En ce qui concerne le salut, il n'est pas restreint seulement aux humains mais est centré sur toute la création. Il englobe absolument tout ce qu'elle contient, tout ce qu'elle est c'est-à-dire  le corps de Dieu qui remplit l'univers. Même les minéraux, les végétaux et les animaux sont concernés par le salut. Nous pouvons dire que la théorie darwinienne de l'évolution fut, en quelque sorte, une manière de nommer le salut qui est de ce qu'on peut en comprendre foncièrement évolutif. Il en est de même des théories cosmogoniques (Lemaître, Gamow, Hoyle) dans la cosmologie contemporaine. Depuis plusieurs milliards d'années le projet cosmique de Celui ou Celle qui est Innommable, a « évolué » de façon déconcertante. Nous comprenons donc le salut, comme ce processus interne à la création et à chaque voie (religion). Ceci dit, la voie bouddhique est tout aussi valable que la voie chrétienne, la voie taoïste autant que la voie judaïque.

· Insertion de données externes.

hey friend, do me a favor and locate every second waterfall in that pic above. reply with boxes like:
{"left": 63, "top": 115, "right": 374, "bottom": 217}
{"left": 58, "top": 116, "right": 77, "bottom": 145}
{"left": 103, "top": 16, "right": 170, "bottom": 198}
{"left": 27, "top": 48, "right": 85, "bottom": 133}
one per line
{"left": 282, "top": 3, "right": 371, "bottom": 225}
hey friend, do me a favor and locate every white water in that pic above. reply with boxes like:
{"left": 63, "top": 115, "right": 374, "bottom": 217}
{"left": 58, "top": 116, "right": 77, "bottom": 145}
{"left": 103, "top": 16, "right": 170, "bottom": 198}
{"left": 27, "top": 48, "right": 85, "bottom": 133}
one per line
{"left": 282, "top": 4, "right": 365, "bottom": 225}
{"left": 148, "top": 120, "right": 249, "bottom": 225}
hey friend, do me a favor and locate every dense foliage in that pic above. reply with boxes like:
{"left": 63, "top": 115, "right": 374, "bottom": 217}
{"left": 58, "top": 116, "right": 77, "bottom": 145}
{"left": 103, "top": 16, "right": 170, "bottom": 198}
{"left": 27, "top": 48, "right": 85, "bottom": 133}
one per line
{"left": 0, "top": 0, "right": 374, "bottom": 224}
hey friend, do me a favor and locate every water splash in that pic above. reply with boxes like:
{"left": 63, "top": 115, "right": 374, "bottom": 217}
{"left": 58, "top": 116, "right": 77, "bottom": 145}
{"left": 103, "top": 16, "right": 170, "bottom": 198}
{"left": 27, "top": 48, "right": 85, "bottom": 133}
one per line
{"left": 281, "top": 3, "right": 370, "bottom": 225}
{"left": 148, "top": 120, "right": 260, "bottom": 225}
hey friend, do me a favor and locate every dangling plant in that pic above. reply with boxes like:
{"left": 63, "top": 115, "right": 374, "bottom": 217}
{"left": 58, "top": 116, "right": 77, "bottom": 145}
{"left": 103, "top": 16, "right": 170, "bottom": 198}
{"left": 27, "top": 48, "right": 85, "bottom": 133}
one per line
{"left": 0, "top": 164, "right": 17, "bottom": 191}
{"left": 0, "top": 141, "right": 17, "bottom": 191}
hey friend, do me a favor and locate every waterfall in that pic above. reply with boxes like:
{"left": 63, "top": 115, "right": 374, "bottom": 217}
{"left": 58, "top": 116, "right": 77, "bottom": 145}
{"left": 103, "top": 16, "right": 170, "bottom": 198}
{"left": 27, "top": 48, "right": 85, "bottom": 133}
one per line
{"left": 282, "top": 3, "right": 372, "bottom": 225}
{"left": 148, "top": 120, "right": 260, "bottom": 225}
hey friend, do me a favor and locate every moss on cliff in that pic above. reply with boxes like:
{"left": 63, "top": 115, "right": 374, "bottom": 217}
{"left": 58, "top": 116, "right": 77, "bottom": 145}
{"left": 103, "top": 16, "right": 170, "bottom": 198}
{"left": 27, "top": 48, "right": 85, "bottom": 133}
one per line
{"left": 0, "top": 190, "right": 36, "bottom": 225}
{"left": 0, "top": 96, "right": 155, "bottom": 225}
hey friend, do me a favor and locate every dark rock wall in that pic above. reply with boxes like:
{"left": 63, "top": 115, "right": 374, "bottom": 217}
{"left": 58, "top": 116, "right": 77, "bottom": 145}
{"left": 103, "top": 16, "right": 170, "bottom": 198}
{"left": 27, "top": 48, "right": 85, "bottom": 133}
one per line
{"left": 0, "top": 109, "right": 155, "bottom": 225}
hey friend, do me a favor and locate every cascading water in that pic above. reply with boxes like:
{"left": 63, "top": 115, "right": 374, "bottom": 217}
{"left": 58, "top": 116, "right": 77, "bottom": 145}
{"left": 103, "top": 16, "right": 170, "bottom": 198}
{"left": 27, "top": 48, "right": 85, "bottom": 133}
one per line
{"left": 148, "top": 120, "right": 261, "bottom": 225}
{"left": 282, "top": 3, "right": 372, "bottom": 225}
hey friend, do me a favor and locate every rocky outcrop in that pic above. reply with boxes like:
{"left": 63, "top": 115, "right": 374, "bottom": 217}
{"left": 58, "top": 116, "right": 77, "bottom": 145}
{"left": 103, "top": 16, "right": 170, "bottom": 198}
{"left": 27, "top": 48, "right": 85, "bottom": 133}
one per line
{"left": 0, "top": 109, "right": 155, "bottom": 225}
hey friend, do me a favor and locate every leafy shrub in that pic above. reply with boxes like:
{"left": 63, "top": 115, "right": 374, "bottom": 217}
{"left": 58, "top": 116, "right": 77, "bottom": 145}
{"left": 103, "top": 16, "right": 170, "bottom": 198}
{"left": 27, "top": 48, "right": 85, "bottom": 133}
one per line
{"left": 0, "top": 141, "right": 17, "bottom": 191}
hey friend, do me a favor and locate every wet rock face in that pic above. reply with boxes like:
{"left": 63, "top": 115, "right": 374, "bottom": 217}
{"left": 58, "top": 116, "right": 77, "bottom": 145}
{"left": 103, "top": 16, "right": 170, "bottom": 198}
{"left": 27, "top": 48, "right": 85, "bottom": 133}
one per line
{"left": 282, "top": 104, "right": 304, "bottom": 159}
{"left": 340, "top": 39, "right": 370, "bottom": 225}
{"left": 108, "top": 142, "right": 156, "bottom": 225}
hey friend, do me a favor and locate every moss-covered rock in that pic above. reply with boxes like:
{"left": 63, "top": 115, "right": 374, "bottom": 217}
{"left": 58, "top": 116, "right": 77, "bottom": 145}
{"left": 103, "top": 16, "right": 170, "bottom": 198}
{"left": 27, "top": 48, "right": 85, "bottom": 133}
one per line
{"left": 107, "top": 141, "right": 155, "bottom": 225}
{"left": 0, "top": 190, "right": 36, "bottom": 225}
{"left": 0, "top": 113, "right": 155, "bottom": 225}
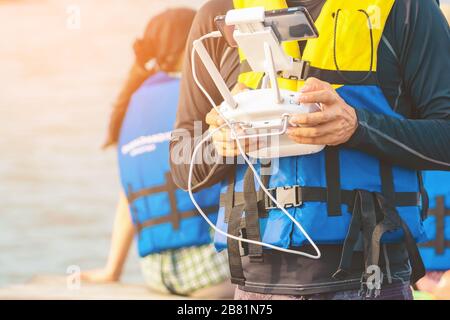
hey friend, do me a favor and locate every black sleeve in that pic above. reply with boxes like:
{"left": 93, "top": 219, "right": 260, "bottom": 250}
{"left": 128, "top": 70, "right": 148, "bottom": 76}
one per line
{"left": 169, "top": 0, "right": 239, "bottom": 191}
{"left": 345, "top": 0, "right": 450, "bottom": 171}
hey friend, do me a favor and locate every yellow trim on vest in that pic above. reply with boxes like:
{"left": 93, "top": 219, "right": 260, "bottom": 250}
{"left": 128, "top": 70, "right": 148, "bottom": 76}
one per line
{"left": 277, "top": 78, "right": 343, "bottom": 92}
{"left": 234, "top": 0, "right": 287, "bottom": 10}
{"left": 233, "top": 0, "right": 395, "bottom": 90}
{"left": 238, "top": 71, "right": 264, "bottom": 90}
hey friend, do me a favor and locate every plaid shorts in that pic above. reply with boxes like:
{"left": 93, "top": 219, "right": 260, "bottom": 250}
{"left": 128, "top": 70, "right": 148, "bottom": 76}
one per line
{"left": 140, "top": 243, "right": 230, "bottom": 296}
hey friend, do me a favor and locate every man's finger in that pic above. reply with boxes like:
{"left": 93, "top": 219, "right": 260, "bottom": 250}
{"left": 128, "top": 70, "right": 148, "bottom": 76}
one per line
{"left": 287, "top": 119, "right": 342, "bottom": 138}
{"left": 298, "top": 90, "right": 337, "bottom": 105}
{"left": 290, "top": 110, "right": 335, "bottom": 126}
{"left": 205, "top": 110, "right": 217, "bottom": 126}
{"left": 214, "top": 142, "right": 238, "bottom": 157}
{"left": 214, "top": 137, "right": 263, "bottom": 156}
{"left": 287, "top": 133, "right": 338, "bottom": 146}
{"left": 232, "top": 82, "right": 249, "bottom": 95}
{"left": 211, "top": 128, "right": 233, "bottom": 142}
{"left": 300, "top": 77, "right": 326, "bottom": 93}
{"left": 205, "top": 109, "right": 224, "bottom": 126}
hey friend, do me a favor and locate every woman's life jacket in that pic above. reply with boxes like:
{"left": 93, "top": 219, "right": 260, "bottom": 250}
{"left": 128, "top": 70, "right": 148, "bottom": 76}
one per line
{"left": 118, "top": 72, "right": 220, "bottom": 257}
{"left": 419, "top": 171, "right": 450, "bottom": 271}
{"left": 215, "top": 0, "right": 427, "bottom": 289}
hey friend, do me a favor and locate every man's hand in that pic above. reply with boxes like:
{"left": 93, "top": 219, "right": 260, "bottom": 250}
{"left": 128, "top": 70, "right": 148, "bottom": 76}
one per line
{"left": 287, "top": 77, "right": 358, "bottom": 146}
{"left": 205, "top": 83, "right": 262, "bottom": 157}
{"left": 206, "top": 108, "right": 263, "bottom": 157}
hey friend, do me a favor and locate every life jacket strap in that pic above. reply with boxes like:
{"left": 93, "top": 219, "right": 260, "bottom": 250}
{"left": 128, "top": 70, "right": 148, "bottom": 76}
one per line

Le but de toute religion n'est-il pas d'instaurer l'harmonie dans la création entre tous les êtres vivants ? Cela, par la libération intérieure de l'humain de ses peurs, de son angoisse existentielle, de sa discrimination eu égard à tout ce qui l'entoure et, surtout,  à ses  fausses images de Dieu et des humains; afin d'embrasser dans une compassion radicale la vie et tout ce qu'elle suppose. Le salut en d'autre termes, ne serait-ce pas « le devenir  humain » jusqu’à son identité même avec cet excédent lequel chacun se tient?» Processus de transformation créatrice ici et maintenant, qui nous rend transparent à la Lumière incréée, au Soi, au Deus absconditus.




[1] Ce développement s'inspire largement de R. Panikkar, « Colligite Fragmenta: For an Integration of Reality », in F.A. Eigo et S.E. Fittipaldi, From Alienation to at-oneness. Proceedings of the Theology Institute of Villanova University.
[2] Le mot mythe, dans l'usage que j'en fais est utilisé non au sens conventionnel de ce qui est irréel , mais de « ce qui nous permet de trouver le sens des choses sans être le sens même des choses». C'est « l'horizon dans lequel se situe l'intelligibilité et le sens. « Phénoménologiquement », le mythe c'est ce en quoi tu crois sans croire que tu y crois ».
[3] Ainsi qu'en témoigne de façon remarquable le texte inédit du théologien français Gabriel Vahanian, «Nature, histoire, technique: l'expérience de Dieu», 1982.
[4] Voir à ce sujet l'ouvrage fondamental de Raimon Panikkar, The cosmotheandric experience : emerging religious consciousness, New York : Orbis Books, 1993.
[5] Cela rejoint presque textuellement la maxime du cardinal humaniste du XVesiècle, Nicolas de Cues qui disait avec justesse :" Una veritas in variis signis resplendet."trad. (Une vérité unique resplendit dans des signes nombreux et divers). (De Mente, ch.II, §67, l5; voir aussi de De Pace fidei, Ch. I-III Introduction par J. Doyon, p. 17: "L'intention majeure de cette oeuvre [De Pace fidei] au point de vue de la méthode nous semble être d'avoir cherché à définir les éléments d'une religion plus fondamentale et universelle, présupposée, et implicite aux autres religions. Nous pourrions peut-être, à titre d'hypothèse sans doute discutable, parler ici dans la ligne de certains penseurs allemands postérieurs, de "Ur Religion"(Religion originelle) , de "Ur Dogma"(Dogme originel), ou encore de révélation transcendantale, de foi implicite, de christianisme anonyme (Cf. Schleiermacher et surtout Karl Rahner).
[6] Cf. Hans Küng, Une théologie pour le 3e millénaire, Paris, Seuil, 1987, pp. 289-355.